Brown senses this and changes tone, trying to bait the Big Man rather than fight him off. “Why are you always fucking with me?” he asks. “Why don’t you ever go after Waltemeyer? Does Waltemeyer go out to Pikesville on Saturday dayshifts to get you bagels?”
Worden says nothing.
“Why the hell don’t you ever fuck with Waltemeyer?”
Brown knows the answer, of course. Worden isn’t going to fuck with Waltemeyer, who has more than two decades in the trenches. He’s going to fuck with Dave Brown, who has a mere thirteen years on the force. And Donald Waltemeyer isn’t going to drive up to Pikesville at seven A.M. to get bagels for the same reason. Brown gets the bagels because Brown is the new man and Worden is breaking him in. And when the likes of Donald Worden wants a dozen bagels and half a pound of veggie spread, the new man gets in a Cavalier and drives to Philadelphia if need be.
“This is the thanks I get,” says Brown, still goading the older detective.
“What do you want me to do, kiss you?” says Worden, finally responding. “You didn’t even get garlic for me.”
Brown rolls his eyes. Garlic bagels. Always with the goddamn garlic bagels. They’re supposed to be better for the Big Man’s blood pressure, and when Brown brings back onion or poppy on weekend dayshifts, he never hears the end of it. Excluding the image of Waltemeyer locked in the large interrogation room with six drunken Greek stevedores, Brown’s most fully formed fantasy delivers him to Worden’s front lawn at five on a Saturday morning to lob sixty or seventy garlic bagels against the master bedroom windows.
“They didn’t have garlic,” says Brown. “I asked.”
Worden looks at him with contempt. It is the same expression he carries in that crime scene photograph from Cherry Hill, the one that Brown liberated for his personal collection, the one that said, “Brown, you piece of shit, how can you possibly believe those beer cans have anything to do with your crime scene.” One day, Worden just may retire and Dave Brown just may become the next centerpiece of McLarney’s squad. But until then, the younger man’s life is consigned to any hell of Worden’s choosing.

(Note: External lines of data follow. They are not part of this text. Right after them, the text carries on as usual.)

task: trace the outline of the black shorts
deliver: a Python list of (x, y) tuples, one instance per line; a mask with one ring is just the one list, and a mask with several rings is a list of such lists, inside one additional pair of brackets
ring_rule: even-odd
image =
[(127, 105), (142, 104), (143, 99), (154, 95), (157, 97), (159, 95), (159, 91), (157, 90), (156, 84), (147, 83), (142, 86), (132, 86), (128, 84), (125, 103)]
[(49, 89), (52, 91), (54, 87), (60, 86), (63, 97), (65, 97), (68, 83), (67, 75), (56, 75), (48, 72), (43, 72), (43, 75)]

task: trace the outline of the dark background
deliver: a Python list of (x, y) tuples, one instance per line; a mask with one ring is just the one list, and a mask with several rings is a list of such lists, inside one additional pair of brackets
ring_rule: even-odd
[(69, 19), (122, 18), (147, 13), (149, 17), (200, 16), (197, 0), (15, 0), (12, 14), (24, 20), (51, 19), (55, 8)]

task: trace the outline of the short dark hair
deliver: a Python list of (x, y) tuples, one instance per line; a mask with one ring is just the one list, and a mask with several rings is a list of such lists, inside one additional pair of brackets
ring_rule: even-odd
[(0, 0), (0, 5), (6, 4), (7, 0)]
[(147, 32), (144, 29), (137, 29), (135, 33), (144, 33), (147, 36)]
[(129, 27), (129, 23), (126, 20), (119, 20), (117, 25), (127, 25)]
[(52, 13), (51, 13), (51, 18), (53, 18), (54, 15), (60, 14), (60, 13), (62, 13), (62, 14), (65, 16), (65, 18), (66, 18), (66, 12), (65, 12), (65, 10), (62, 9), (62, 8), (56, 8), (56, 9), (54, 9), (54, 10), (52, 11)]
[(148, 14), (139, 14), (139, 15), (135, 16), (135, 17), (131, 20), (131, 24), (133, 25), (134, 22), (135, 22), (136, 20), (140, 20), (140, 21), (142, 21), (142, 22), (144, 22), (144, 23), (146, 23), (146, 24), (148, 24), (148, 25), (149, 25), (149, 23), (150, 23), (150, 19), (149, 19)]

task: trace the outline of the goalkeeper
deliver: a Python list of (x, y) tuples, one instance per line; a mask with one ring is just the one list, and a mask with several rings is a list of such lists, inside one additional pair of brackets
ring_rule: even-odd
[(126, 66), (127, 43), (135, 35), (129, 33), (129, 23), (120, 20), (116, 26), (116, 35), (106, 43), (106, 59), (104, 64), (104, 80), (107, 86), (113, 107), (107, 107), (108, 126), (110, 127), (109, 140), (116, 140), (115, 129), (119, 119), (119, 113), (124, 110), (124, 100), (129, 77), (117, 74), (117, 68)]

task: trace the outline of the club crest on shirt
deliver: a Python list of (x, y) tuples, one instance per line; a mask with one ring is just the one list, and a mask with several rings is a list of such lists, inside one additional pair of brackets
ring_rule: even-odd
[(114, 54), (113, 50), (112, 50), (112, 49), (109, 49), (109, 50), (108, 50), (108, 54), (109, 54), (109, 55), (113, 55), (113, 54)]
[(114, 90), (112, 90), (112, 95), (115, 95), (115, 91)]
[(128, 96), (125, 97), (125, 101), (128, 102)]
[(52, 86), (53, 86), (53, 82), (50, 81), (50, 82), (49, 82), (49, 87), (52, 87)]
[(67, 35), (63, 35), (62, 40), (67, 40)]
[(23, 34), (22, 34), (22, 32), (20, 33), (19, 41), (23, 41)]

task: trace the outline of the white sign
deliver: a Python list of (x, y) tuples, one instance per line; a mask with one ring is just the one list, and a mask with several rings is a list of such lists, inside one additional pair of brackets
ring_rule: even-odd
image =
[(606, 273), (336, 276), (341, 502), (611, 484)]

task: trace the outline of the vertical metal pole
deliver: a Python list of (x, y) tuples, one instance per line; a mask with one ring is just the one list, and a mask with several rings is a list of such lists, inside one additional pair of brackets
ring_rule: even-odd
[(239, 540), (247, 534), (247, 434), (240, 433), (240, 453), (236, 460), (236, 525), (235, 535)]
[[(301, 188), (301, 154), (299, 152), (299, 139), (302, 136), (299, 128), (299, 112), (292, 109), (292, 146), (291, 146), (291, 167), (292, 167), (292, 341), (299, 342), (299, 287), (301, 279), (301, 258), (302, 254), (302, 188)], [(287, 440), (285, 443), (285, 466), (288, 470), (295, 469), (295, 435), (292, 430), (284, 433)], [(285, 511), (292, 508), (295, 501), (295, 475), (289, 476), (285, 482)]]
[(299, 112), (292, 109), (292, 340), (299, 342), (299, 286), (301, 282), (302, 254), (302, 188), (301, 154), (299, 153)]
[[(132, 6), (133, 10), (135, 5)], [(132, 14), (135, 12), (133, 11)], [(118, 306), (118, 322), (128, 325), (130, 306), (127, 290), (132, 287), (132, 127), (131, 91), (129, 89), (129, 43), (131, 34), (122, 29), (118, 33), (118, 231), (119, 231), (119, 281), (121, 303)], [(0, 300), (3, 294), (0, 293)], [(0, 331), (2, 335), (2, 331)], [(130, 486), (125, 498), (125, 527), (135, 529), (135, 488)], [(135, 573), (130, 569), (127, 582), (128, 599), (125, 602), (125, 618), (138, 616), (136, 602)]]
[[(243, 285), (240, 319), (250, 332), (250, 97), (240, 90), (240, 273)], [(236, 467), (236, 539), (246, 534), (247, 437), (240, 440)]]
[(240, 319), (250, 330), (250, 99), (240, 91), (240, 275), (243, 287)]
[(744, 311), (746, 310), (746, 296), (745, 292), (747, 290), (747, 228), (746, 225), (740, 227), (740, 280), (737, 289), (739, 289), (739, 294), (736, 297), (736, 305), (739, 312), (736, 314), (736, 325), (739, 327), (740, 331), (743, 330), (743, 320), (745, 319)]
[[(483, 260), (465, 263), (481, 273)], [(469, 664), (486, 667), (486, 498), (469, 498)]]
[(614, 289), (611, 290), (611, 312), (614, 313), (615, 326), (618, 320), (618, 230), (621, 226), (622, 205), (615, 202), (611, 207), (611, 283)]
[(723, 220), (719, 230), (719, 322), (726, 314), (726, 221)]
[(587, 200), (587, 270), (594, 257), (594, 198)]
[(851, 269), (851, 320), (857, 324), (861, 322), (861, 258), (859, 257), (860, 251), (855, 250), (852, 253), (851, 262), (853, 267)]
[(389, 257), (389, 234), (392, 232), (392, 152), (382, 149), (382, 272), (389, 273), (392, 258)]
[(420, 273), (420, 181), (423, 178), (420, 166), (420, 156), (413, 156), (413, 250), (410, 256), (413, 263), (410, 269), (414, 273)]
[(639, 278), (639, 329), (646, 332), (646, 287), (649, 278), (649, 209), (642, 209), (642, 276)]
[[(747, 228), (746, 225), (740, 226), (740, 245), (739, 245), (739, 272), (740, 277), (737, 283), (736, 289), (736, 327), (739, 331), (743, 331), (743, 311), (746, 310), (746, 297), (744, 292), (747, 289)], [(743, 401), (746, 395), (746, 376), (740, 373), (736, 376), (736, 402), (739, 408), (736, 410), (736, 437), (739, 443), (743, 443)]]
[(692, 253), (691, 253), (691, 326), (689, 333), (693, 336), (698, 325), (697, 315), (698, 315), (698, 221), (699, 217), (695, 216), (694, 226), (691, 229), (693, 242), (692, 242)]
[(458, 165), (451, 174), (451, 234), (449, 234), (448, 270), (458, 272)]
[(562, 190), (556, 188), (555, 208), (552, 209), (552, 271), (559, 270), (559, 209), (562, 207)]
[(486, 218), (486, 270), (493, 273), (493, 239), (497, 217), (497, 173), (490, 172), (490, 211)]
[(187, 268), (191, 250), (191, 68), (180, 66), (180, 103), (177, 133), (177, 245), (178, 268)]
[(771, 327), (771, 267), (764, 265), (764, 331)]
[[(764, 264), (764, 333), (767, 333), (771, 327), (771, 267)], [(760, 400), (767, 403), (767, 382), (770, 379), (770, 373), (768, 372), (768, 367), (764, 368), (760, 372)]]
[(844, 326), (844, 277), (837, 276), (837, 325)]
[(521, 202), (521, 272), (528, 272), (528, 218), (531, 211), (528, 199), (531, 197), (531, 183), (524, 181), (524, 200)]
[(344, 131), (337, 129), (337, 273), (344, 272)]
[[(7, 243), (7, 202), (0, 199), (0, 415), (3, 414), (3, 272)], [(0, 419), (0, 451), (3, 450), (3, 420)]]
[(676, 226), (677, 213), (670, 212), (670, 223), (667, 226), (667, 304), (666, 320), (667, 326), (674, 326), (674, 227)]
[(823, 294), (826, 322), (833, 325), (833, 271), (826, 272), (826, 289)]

For Worden, however, the hell is entirely the creation of his own mind. He has loved this job-loved it too much, perhaps-and now, finally, he seems to be running out of time. That it is hard for Worden to accept this is understandable; for twenty-five years, he came to work every day armed with the knowledge that wherever the department decided to put him, he would shine. It had always been so, beginning with all those years in the Northwest, an extended tour that made working that district second nature to him. Hell, he still can’t work a homicide up there without making some connection to places and people he knew back when. From the beginning, he had never been much on writing the reports, but damned if there was anyone better at reading the street. Nothing happened on his post that escaped Worden’s notice: his memory for faces, for addresses, for incidents that other cops had long forgotten, is simply amazing. Unlike every other detective in the unit, Worden never carries notepaper to his crime scenes for the simple reason that he remembers everything; a standard joke in the unit was that Worden needed a single matchbook to record the particulars of three homicides and a police shooting. On the witness stand, attorneys would often ask to see Worden’s notes, then be incredulous when he claimed to have none.